Flesh D-Vice, one of the Wellington bands on Kapital Kaos, have released their own EP, 12” Of Hard Flesh (Jayrem). Well recorded, tight and heavy, this release shows that, if nothing else, NZ can produce bands of this type at least as well as Britain. Titles like ‘Kill That Girl’ and the obvious connotation of the title beg the question: Is this band the product of Catholic upbringing? This one will sell and sell.
Diatribe, the band on the soundtrack to Patu, have a real summer sound in Too Lazy (Warrior), an EP’s worth blend of soul, ska and reggae. Nothing too heavy, striking or radical. It is catchy, danceable and feels just right.
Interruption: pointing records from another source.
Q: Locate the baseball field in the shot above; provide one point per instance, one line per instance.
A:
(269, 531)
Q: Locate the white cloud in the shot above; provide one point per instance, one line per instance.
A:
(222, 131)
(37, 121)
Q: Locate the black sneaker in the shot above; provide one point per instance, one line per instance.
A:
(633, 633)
Did I hear someone whisper Invercargill? Say Yes To Apes appears to come from there. Who’s That? (Flying Nun) is so many snatches of pseudo-Dunedin Velvets mutated portastudio sound that it’s all quite difficult to get a grip upon, but the mixture is inventive, and I feel I’ll grow fond of this dreamy, eclectic EP.
The best berry on the branch, though, is Marie And The Atom’s Yellow Read Aloud (Flying Nun) which, despite its cover artwork pretensions, is just packed with a spare intensity and loads of atmosphere. This music casts a spell, and while staying refreshingly away from the smell of rock is quite unselfconscious about its choice of ambient and experimental form and instrumentation from classical, jazz and country backgrounds. A gem of a record – making the best use of banjos and violins that I’ve heard in ages – the only pity is its brevity. Listen especially to the haunting ‘Isol’.